In the last year or so, Albany has seen an overt move by community-minded citizens to change things. New faces and new groups have come to the forefront, motivated by a desire to serve the city they call home, and to counter what they see as a lack of leadership and questionable ethics.
This year’s election of Chris Pike, who soundly defeated one of Albany’s long-time political icons, Arthur Williams in the Ward 3 race, was welcomed by voters across the spectrum as a sign of new blood stepping up to lead Albany to better days. Now, Albany businessman Sam Shugart makes no secret about his long-range plans to be a candidate and to do whatever he can to steer Albany in a new direction.
“I think I will be a good leader, not a politician, and do intend on running for office at some point,” Shugart said in an interview with The Albany Journal. “I would have a tell-it-like-it-is platform, certainly speak my mind, and push to do the right thing, no matter the consequences.”

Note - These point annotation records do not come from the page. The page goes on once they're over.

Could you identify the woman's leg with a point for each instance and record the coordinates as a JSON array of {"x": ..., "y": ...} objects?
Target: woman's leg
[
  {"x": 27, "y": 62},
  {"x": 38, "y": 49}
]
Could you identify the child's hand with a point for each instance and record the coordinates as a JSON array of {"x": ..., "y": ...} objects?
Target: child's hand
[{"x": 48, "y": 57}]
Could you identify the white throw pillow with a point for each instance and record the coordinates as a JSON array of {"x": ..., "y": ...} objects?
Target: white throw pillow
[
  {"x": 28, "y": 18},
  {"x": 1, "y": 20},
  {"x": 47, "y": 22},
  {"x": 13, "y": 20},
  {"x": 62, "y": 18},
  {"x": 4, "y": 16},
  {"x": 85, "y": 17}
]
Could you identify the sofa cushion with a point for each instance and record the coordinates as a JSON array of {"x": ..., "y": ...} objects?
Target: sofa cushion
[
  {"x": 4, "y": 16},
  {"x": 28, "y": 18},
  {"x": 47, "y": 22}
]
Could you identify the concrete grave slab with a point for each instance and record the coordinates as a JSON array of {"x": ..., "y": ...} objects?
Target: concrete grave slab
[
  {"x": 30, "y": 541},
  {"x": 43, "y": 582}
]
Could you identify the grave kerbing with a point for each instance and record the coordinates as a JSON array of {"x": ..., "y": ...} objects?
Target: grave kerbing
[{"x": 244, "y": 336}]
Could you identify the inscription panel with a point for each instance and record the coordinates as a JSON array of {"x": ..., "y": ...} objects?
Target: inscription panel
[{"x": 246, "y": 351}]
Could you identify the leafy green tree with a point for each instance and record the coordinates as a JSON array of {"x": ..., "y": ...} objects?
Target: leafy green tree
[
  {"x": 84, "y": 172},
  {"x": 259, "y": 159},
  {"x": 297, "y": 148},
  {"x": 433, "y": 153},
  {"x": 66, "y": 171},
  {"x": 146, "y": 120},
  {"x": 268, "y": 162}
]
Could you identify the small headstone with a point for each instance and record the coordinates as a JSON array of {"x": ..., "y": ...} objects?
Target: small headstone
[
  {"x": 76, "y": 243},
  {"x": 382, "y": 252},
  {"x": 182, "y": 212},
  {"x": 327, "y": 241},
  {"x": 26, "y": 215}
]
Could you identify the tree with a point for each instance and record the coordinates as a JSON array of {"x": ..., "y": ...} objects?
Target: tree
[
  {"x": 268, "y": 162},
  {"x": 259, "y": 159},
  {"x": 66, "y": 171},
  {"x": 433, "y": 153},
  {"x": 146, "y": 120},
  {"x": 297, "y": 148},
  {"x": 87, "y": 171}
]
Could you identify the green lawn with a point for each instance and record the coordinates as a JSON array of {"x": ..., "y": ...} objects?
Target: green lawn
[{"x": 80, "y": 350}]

Shugart says that it will be a matter of timing, both personally, and politically, adding that right now, “I don’t think we have the adequate political environment for me to be beneficial once elected”. It’s clear however, that he sees that day on the not too distant horizon.
Shugart was 2 years old when his parents moved to Albany from Pennsylvania. The 38-year-old partner in Reynolds, Shugart, and Associates, a local insurance firm, is a product of the Dougherty County School System and received a bachelor’s degree in risk management and insurance from the University of Georgia in 1994.
Upon returning to Albany after graduation, Shugart quickly found himself stepping up in a wide array of civic and social organizations, saying, “My nature and personality simply would not allow me to be an inactive or sideline member. When something needed to get done, I would raise my hand,” he said.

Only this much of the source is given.